To było trudne i wyczerpujące, bo często nie byłam pewna jak postąpić, co kupić i jak się w wielu sytuacjach zachować. Zwłaszcza przeciągający się remont był dla mnie trudny. Przyznaję, że szukałam w myślach sposobu jak wpłynąć na to, by remont nabrał większego tempa. To nie było łatwe. Wiedziałam na jakich warunkach auto zostało przyjęte i zgodziłam się na to. Niewiele mogłam zrobić. Wybrałam więc drogę cierpliwego czekania, cichą i spokojną, drogę pogodzenia się z tym co jest i wypatrywałam momentu, który przecież musiał nadejść. Ale czy mogłam postąpić inaczej?
Przez te lata wzrosła moja wiedza i świadomość, ale wzrosły też wymagania i oczekiwania. Kiedy na początku chciałam po prostu uratować to auto, choćby na tyle, by je uruchomić i zarejestrować. To z czasem zaczęło mi zależeć na dobrym wykonaniu tej roboty. Nie to, że na początku było mi to obojętne, ale wtedy jedynym moim celem było jakiekolwiek uratowanie tego auta. Potem chciałam także, aby ono było zrobione jak najlepiej i z zachowaniem oryginalnego stanu.
Decyzje dobre i mniej dobre
Są decyzje szybkie i proste, są i te trudniejsze, które wymagają przemyślenia. Są takie, które podjęte raz, staną się nieodwracalne i takie, które można za jakiś czas zmienić.
Nie zawsze jednak da się wszystko przewidzieć. To co nam się wydaje dobre i słuszne dziś, za jakiś czas się okazuje, że do końca takie nie jest. Decyzje i ich skutki mają wpływ na wiele sytuacji, które potem się dzieją.

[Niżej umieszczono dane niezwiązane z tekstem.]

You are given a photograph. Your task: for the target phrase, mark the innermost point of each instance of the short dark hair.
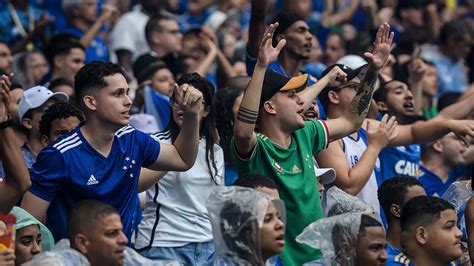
(422, 211)
(456, 29)
(255, 181)
(84, 215)
(57, 111)
(394, 190)
(92, 77)
(61, 45)
(153, 25)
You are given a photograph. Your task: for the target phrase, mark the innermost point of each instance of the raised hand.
(380, 136)
(383, 42)
(5, 84)
(187, 98)
(267, 53)
(336, 77)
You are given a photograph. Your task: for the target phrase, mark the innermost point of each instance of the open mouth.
(311, 115)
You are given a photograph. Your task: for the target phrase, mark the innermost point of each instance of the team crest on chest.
(296, 170)
(277, 166)
(129, 164)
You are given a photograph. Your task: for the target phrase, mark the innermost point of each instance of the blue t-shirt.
(97, 49)
(433, 184)
(71, 170)
(400, 161)
(396, 257)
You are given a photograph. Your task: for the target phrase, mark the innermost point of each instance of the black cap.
(274, 82)
(351, 73)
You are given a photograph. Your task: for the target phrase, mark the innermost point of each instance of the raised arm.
(17, 180)
(257, 26)
(310, 93)
(182, 154)
(244, 135)
(353, 179)
(355, 114)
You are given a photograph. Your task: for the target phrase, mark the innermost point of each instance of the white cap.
(325, 175)
(37, 96)
(352, 61)
(144, 122)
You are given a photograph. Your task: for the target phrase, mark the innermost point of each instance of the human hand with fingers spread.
(188, 98)
(267, 53)
(382, 44)
(336, 77)
(380, 136)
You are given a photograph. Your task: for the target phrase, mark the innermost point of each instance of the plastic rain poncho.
(330, 235)
(339, 202)
(236, 215)
(458, 194)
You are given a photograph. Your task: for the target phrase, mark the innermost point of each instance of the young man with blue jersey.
(102, 157)
(16, 181)
(429, 235)
(360, 174)
(442, 163)
(392, 195)
(396, 99)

Wiele przemyśleń związanych z odbudową mojego auta dopiero się pojawiło po zakończeniu remontu, kiedy przyszedł czas na podsumowania, oceny i refleksje. Kiedy można było zobaczyć końcowy efekt, a skutki decyzji można było ocenić i wyciągnąć wnioski.
Wiele decyzji w warsztacie zapada siłą rzeczy bez wiedzy i zgody właściciela.
Jest jednak wiele sytuacji, gdzie decyzję pozostawia się właścicielowi. To on ponosi koszty i musi wyrazić zgodę co do wielu rzeczy. Na przykład czy kupujemy część oryginalną, zamiennik czy używaną. Robimy więcej, czy pozostajemy przy wcześniejszym uzgodnieniu. Czy bierzemy materiał droższy czy tańszy. Wyrzucamy coś, zmieniamy, czy zostajemy przy tym co jest.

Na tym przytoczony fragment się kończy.